Crowdfunding: The future of raising capital for SMEs?

July 29, 2009

In yesterday’s FT there was an aritcle, “Financing model with bounce”, looking at Trampoline Systems and their efforts at raising £1m of new capital for business expansion.

They failed to get much interest from venture capitalists and “[s]o Trampoline hit upon another route: “crowdfunding” – raising small stakes from a large group of investors, particularly through online communities and social networks.”

It follows the same idea, but much smaller scale, of SellaBand and Slicethepie. Where bands can raise money to record and publish an album from small investments by fans, in return the investors get an exclusive copy of the cd, other gifts, and in some cases a return from sales.

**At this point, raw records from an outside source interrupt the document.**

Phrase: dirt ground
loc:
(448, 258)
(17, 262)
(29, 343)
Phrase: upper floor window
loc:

But would it work for a business? I’m not so sure, firstly the amount of money that needs to be raised is likely to be much higher than the minimum amounts on these two band-based sites. Although for the very smallest start-ups it could be quite useful if raising money from banks or other means is not possible.

Also it requires the person looking for funds to fully engage with their potential investors. Who is going to put their own money into something (whether that is £5 or £10k) if they don’t get a clear idea of what the business is about, don’t like the product, don’t see that the fund-seeker has a clear plan on where to use the money, don’t see a benefit for themselves.

Andy Baio, chief technology officer of Kickstarter, an online platform which raises funds for creative projects through crowdfunding, agrees: “The success of projects hinges on two factors: first, rewards for supporters. It doesn’t need to be financial, it can be a phone call or a credit on a film, or an exclusive update on the project. Second, their ability to promote it to their social network.”

So the key issue for me basically boils down to transparency. How open are you willing to be to secure the funds. To get anything meaningful from complete strangers requires the fund-seeker to be absolutely transparent, candid, easily contactable and involved with reaching out to potential investors. Without absolute transparency the market cannot work as there is asymmetrical information.

I like the idea, and think it works for the small scale of £5-£50 where it can be an impulse investmet, but for the larger scale I don’t think it is possible. I reckon potential investors need to ‘touch and feel’ it firsthand before even considering it; and are super-rich going to bother to take the time to look for these investment opportunities, I doubt it.